Background technology
It is proposed with modern ac drive control theory with promote and the development of power electronic devices, with asynchronous machine and
Synchronous motor is that the AC power dragging system of main control object is gradually adjusted from non-dimmable speed to adjustable speed even high-precision
Fast direction transition, and increasingly focus on the power savings such as system energy utilization rate.High-performance speed governing has become AC power and drags
The development trend of dynamic system.To reach accurate speed governing and energy-efficient purpose, closed-loop control need to be carried out to motor speed, need to obtain thus
Take the real-time rotary speed information of motor, such as with the universal frequency converter wind turbine of device, water pump system and tesla's pure electric vehicle vapour in order to control
Vehicle power-driven system.
Usually using the rotary speed information for being installed at speed probe on motor body and obtaining motor, at present on the market for
The speed probe of selection has photoelectric encoder, rotary encoder and novel magnetic coder etc..Luminous point encoder using grid with
Infrared emission/reception can take rotary speed information incremental form output or absolute form to export pipe structure.Because grid belongs to essence
Accessory is processed, is easy to be failed by such environmental effects in use, such as temperature, humidity and dust concentration.In addition
There is the concentricity problem with motor in photoelectric encoder, rotary encoder, magnetic coder belongs to integrated component, to environment such as temperature
Factor it is more demanding.In short, the increase of these devices undoubtedly makes system reliability reduce, asynchronous machine script structure is lost
Simply, the advantages such as reliable operation also add the hardware cost of system in addition.
Inconvenient and failure risk, state's dispatch from foreign news agency are installed to solve the problems, such as that speed probe is existing in actual application
The engineer of machine controller factory has carried out Speedless sensor experiment.This technology is intended to through motor mathematical model itself
Or the methods of establish observer and rotating speed is estimated, to obtain rotary speed information;When using the MRAS methods of rotor flux,
Since there are pure integral operationes for the reference models of MRAS methods, the accumulation of error and dc shift can be led to, and in electricity
When machine low-speed running, observed quantity amplitude and phase error make the accuracy of flux linkage orientation be deteriorated.
Invention content
The present invention is to carry out to solve the above-mentioned problems, and it is an object of the present invention to provide a kind of tachometer based on rotor flux
Algorithm is calculated, for improving rotor orientation accuracy.

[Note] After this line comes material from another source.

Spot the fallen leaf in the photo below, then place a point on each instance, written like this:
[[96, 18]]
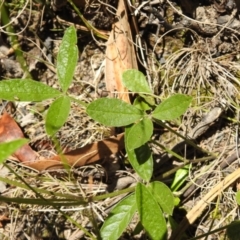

The present invention provides a kind of rotating speed computational algorithm based on rotor flux, has the feature that, including following step
Suddenly:Step 1, after stator voltage and stator resistance and stator current product are calculated and stator inductance LsStator inductance isProduct
It is poor to make, and obtains the rotor flux calculated value in static two phase coordinates;The cutoff frequency adjusted in real time is substituted into compensation rate by step 2
Calculation formula, and using obtained numerical value as compensation magnetic linkage value;Step 3, according to rotor flux calculated value and compensation magnetic linkage value
The current rotor magnetic linkage value under current exciting current is calculated;Step 4, according to rotor flux α, beta -axis component, stator resistance,
Adjustable rotor magnetic linkage value is calculated in inductor rotor and mutual inductance, stator inductance, differential operator;Step 5, according to current rotor magnetic
The rotating speed of motor is calculated in chain value and adjustable rotor magnetic linkage value.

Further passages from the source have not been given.